6. **ZooKeeper**: Kafka uses Apache ZooKeeper to manage and coordinate the Kafka brokers. ZooKeeper helps with leader election for partitions and maintaining configuration information.

#### Use Cases:
1. **Log Aggregation**: Kafka is commonly used to collect and aggregate log data from various systems for monitoring and analysis.
2. **Real-time Analytics**: Companies use Kafka to process streaming data in real time for analytics and decision-making.
3. **Data Integration**: Kafka serves as a data integration layer, allowing different systems to share and process data in real-time.
4. **Event Sourcing**: Kafka can be used to store and process events in an event-driven architecture.

#### How Kafka Works:
- **Producers** send data to Kafka topics.
- **Brokers** store the data in partitions within the topics.
- **Consumers** subscribe to topics and read the data from the partitions.
- Kafka ensures the data is replicated and distributed across multiple brokers to provide fault tolerance and high availability.
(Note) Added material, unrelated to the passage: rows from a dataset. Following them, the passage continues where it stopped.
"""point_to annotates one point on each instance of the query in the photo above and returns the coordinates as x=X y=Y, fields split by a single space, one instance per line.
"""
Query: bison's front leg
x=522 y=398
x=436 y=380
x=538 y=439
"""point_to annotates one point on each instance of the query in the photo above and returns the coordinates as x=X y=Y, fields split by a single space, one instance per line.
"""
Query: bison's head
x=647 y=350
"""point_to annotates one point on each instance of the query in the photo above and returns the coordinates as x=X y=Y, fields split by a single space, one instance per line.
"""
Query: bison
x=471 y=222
Kafka's architecture and design make it a powerful tool for building robust, scalable, and real-time data processing pipelines.
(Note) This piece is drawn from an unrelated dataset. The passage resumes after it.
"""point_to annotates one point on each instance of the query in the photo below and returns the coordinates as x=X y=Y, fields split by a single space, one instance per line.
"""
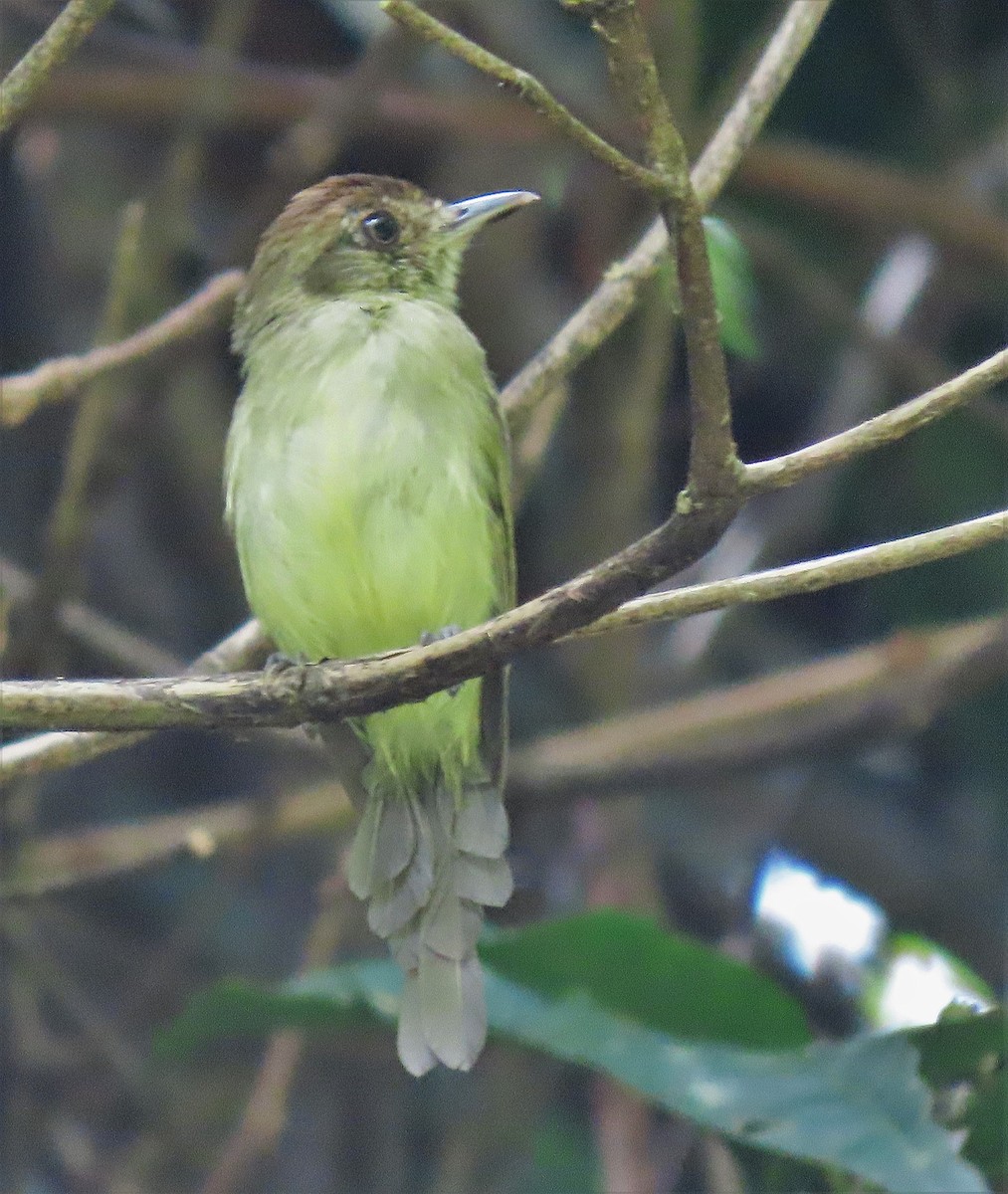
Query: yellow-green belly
x=367 y=514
**step 1:** Start zookeeper and kafka:

     (a) .bin/zookeeper-server-start.sh config/zookeeper.properties
     (b) .bin/kafka-server-start.sh config/server.properties
 
**step 2:**  Create topics:
     
     (a) .bin/kafka-topics.sh --create --topic input-events --bootstrap-server localhost:9092
         --replication-factor 3 --partitions 5
     (b) .bin/kafka-topics.sh --create --topic output-events --bootstrap-server localhost:9092
         --replication-factor 3 --partitions 5
     (c) .bin/kafka-topics.sh --list --bootstrap-server localhost:9092
     
**step 3:** producing/consuming message to/from the topic: 

      (a) .bin/kafka-console-producer.sh --topic input-events --bootstrap-server localhost:9092
      (b) .bin/kafka-console-consumer.sh --topic output-events --from-beginning --bootstrap-server
          localhost:9092
    



    spark = SparkSession.builder\
            .appName('kafka-stream')\
            .config('spark.jars.packages','org.apache.spark:spark-sql-kafka-0-10_2.12:3.5.1')\
            .getOrCreate()
    
    df = spark.readStream.format('kafka')\
              .option('kafka.bootstrap.servers','localhost:9092,host2:port2')\    
              .option('subscribe','input-events')\
              .load()
    
    query = df.selectExpr("CAST(key AS STRING)", "CAST(value AS STRING)") \
              .writeStream \
              .format("kafka") \
              .option("kafka.bootstrap.servers", 'localhost:9092') \
              .option("topic", output_kafka_topic) \
              .outputMode('update')\
              .option("checkpointLocation", "/path/to/checkpoint/dir") \
              .start()

    query.awaitTermination()

**3. Writing to and reading from storage system: Cassandra**

**step 1:**  Start cassandra and cqlsh:

            (a) .bin/cassandra -f
            (b) .bin/cqlsh
            
**step 2:** Create keysapce and table :

       (a) cqlsh> create keyspace myspace with replication={'class':'SimpleStrategy','replication_factor:1};
       (b) cqlsh> create table if not exists my_tbl(id int, name text,age int,nation text);
       
**step 3:** Start SparkSeesion 


       spark = SparkSession.builder\
                           .appName('spark-cassandra')\
                           .config('spark.jars.packages',
                                   'com.datastax.spark:spark-cassandra-connector_2.12:3.5.1')\
                           .config('spark.cassandra.connection.host','localhost')\
                           .config('spark.cassandra.connection.port',port_number)\   (optional)
                           .getOrCreate()
                           
                           
       df = spark.read.format('org.apache.spark.sql.cassandra')\
                 .options(table='my_tbl',keyspace='myspace')\
                 .load()
       
       
       df.write.format('org.apache.spark.sql.cassandra')\
               .options(table='my_tbl',keyspace='myspace')\
               .save()
         
**Remarks:**
        
        . table and keyspace exist before running sparksession app
        . table must hhave the same schema as dataframe.